Retirement--assignment as senior judge or commissioner.

Section 26. 1. All judges other than municipal judges shall retire at the age of seventy years, except as provided in the schedule to this article, under a retirement plan provided by law.

2. All judges may retire at an earlier age authorized by law and may participate in a retirement plan provided by law.

3. Any retired judge, associate circuit judge or commissioner, with his consent, may be assigned by the supreme court as a senior judge to any court in this state or as a special commissioner. When serving as a senior judge he shall have the same powers as an active judge.

(Adopted August 3, 1976)

(1991) Where Missouri's judges are appointees on a policymaking level and there was no clear congressional intent to include such judges within coverage of the federal Age Discrimination in Employment Act, Missouri's mandatory retirement requirement for state judges does not violate the federal Age Discrimination in Employment Act. Gregory v. Ashcroft, 111 S. Ct. 2395.

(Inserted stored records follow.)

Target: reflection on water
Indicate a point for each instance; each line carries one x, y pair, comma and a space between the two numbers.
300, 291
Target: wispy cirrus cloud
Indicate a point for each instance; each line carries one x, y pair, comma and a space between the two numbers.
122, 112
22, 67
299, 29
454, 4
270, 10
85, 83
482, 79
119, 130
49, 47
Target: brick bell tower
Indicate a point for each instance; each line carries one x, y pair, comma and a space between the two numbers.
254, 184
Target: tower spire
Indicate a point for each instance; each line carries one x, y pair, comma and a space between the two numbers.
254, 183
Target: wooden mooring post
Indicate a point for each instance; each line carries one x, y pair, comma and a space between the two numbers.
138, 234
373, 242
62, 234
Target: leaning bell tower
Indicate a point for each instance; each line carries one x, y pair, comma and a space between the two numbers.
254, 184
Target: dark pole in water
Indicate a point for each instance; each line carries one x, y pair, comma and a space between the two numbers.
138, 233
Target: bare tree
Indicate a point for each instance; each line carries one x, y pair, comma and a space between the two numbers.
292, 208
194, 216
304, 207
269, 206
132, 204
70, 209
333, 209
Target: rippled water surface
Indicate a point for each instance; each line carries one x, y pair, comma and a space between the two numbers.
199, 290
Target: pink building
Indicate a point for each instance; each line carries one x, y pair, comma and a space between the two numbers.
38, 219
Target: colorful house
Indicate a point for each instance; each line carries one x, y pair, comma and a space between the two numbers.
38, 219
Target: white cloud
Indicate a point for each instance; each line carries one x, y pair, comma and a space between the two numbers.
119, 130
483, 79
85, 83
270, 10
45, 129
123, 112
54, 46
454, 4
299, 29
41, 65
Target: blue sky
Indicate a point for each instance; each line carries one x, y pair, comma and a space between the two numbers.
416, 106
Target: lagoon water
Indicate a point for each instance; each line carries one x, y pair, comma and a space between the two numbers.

(1991) Where judges' physical and mental capacities would diminish with age and unlike other state officials, the election process might be inadequate to determine which judges' performance had become deficient, there is a rational basis for the mandatory retirement age and age is not a suspect classification, therefore constitutional provision does not violate equal protection. Gregory v. Ashcroft, 111 S. Ct. 2395.